Well. Jed was gone to Ralph’s, the children were at Momma Ruth’s, and the house felt empty. Ophelia went for her knitting bag, which held the socks she was working on. She’d just walk down the street and see if Sis knew anything about trouble out at the prison farm. They could sit on the porch and visit and watch the children playing hide-and-seek in the yard. She could knit and Sis could brag about how many quarts of green beans she’d already put up in that new National pressure cooker she bought last year—Ophelia wanted one, but couldn’t justify buying it when her canning kettle worked just fine. After a little bit, Momma Ruth would put out the leftovers from Sunday dinner, fried chicken and new-potato salad and sliced tomatoes sprinkled with dill, and green beans and okra cooked up with onions and bacon. They would all help themselves, and then take their plates to the porch and eat, where it was cool.
Ophelia smiled happily to herself. She loved these late-spring Sunday evenings, before the brassy heat of summer settled in, the twilight falling softly across the familiar street, the shouts of happy kids, the contented squeaking of the porch swing, the sleepy melodies of evening birds and cicadas and frogs in the ditch behind the house. For her, this was the best time of the day and the week, the best time of the year, the best place to be.
Milton Cross and Frank Parker and the A&P Gypsies could keep New York.
She would rather be right here in Darling.
THREE
Verna
The Snows lived at Rosemont and Larkspur. Verna Tidwell’s house was at the other end of Larkspur, just a block from Ophelia’s, at the corner of Larkspur and Robert E. Lee. As she went up the steps to her front porch, she caught the scent of roses and took a deep, appreciative breath. The climber at the end of the porch, a Zepherine Drouhin, was covered with lovely pink blossoms, and the Louise Odier beside the steps filled the evening air with its rich, heady fragrance. Nothing like the scent of a rose, she thought to herself, to wash away your troubles, if you had any.
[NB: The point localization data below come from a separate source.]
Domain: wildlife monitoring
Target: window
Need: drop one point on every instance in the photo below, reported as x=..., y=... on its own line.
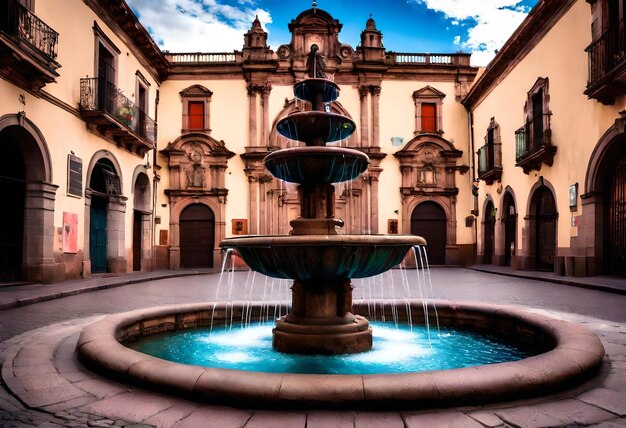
x=428, y=106
x=196, y=101
x=429, y=118
x=196, y=115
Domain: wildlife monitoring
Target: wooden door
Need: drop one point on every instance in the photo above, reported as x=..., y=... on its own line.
x=196, y=115
x=489, y=233
x=615, y=232
x=137, y=223
x=510, y=228
x=545, y=232
x=428, y=220
x=98, y=235
x=429, y=118
x=197, y=236
x=13, y=191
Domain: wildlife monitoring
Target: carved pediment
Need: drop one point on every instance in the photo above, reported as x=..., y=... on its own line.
x=197, y=143
x=196, y=91
x=428, y=92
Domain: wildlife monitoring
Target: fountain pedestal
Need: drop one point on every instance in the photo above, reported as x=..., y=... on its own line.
x=320, y=321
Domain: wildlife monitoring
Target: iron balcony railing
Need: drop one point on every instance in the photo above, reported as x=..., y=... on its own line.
x=606, y=52
x=489, y=158
x=407, y=58
x=97, y=94
x=200, y=58
x=532, y=136
x=21, y=23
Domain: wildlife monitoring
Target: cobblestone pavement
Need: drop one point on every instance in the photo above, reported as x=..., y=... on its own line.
x=45, y=386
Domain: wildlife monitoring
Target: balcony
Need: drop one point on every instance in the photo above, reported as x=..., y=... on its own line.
x=533, y=147
x=116, y=118
x=607, y=65
x=490, y=162
x=28, y=47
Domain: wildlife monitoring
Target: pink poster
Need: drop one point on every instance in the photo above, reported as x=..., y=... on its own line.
x=70, y=232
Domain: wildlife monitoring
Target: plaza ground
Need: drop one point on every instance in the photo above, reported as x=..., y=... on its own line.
x=45, y=386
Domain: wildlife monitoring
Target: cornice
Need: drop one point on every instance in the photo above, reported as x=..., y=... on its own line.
x=539, y=21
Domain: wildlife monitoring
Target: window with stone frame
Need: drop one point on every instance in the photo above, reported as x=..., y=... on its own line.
x=196, y=112
x=537, y=113
x=428, y=110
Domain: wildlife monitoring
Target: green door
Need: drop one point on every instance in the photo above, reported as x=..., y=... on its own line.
x=98, y=235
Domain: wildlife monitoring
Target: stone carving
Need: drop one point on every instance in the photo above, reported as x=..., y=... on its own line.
x=315, y=63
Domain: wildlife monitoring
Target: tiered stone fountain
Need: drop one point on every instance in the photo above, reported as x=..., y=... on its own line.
x=319, y=259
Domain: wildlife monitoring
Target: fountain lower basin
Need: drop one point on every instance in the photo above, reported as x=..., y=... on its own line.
x=571, y=354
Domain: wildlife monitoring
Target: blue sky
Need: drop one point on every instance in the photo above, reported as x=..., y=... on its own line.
x=436, y=26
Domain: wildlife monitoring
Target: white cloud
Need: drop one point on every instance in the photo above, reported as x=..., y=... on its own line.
x=489, y=23
x=198, y=25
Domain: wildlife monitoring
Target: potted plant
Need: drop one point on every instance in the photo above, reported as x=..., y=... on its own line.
x=125, y=114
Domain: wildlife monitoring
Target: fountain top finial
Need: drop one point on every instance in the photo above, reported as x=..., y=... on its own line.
x=315, y=63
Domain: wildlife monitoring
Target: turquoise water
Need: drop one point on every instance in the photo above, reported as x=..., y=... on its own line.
x=396, y=350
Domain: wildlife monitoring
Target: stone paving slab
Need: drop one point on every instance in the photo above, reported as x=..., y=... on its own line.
x=600, y=401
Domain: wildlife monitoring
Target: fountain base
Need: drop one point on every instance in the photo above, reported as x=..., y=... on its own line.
x=320, y=321
x=327, y=336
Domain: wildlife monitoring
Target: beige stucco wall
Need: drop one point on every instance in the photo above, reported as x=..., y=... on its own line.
x=64, y=131
x=576, y=122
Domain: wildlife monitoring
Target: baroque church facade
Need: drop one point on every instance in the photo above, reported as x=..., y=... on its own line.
x=94, y=186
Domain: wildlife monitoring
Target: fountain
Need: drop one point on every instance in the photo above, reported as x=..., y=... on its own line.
x=319, y=259
x=323, y=319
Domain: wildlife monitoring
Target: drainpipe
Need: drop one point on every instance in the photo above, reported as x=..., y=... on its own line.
x=473, y=187
x=155, y=180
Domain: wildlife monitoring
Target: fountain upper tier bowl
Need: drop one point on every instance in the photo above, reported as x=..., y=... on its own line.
x=316, y=128
x=316, y=90
x=322, y=257
x=316, y=164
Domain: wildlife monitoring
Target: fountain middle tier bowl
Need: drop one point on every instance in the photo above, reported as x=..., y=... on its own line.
x=316, y=258
x=316, y=89
x=316, y=127
x=319, y=164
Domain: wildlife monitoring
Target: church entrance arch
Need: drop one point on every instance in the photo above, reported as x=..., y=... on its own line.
x=428, y=220
x=197, y=236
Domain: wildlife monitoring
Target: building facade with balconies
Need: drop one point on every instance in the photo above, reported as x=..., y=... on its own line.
x=77, y=132
x=549, y=187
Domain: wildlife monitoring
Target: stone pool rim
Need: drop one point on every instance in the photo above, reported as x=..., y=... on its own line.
x=576, y=355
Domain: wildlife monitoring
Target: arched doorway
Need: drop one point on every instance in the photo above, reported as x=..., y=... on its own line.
x=428, y=220
x=141, y=222
x=489, y=231
x=106, y=219
x=615, y=218
x=13, y=191
x=509, y=220
x=197, y=236
x=545, y=228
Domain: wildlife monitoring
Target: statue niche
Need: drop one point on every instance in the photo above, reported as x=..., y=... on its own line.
x=316, y=67
x=195, y=172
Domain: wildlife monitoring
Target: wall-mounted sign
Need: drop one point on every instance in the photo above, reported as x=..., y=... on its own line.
x=573, y=196
x=74, y=176
x=70, y=233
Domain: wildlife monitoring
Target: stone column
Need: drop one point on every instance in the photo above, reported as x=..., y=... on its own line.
x=253, y=185
x=39, y=263
x=375, y=116
x=116, y=242
x=363, y=91
x=265, y=107
x=252, y=130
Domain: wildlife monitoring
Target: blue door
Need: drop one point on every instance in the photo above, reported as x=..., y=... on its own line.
x=98, y=235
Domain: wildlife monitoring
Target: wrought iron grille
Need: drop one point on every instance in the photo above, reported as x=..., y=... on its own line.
x=20, y=22
x=527, y=140
x=606, y=52
x=98, y=94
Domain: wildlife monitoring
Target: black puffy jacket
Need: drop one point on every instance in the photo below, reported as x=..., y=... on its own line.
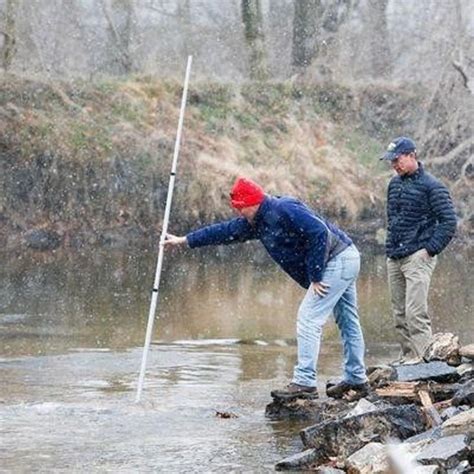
x=420, y=215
For the most part, Verna didn’t, although she was always just as glad to borrow somebody else’s. That was her nature, always had been, always would be, and it had driven her husband, Walter—now deceased—almost crazy. Walter had taught history and civics at the Darling Academy and always seemed to be living (or so Verna thought) in another time and place. He never paid enough attention to the real world or the minutiae of real life (except for his camellias, upon which he lavished hours every week). And he never was bothered by much of anything or anybody but Verna.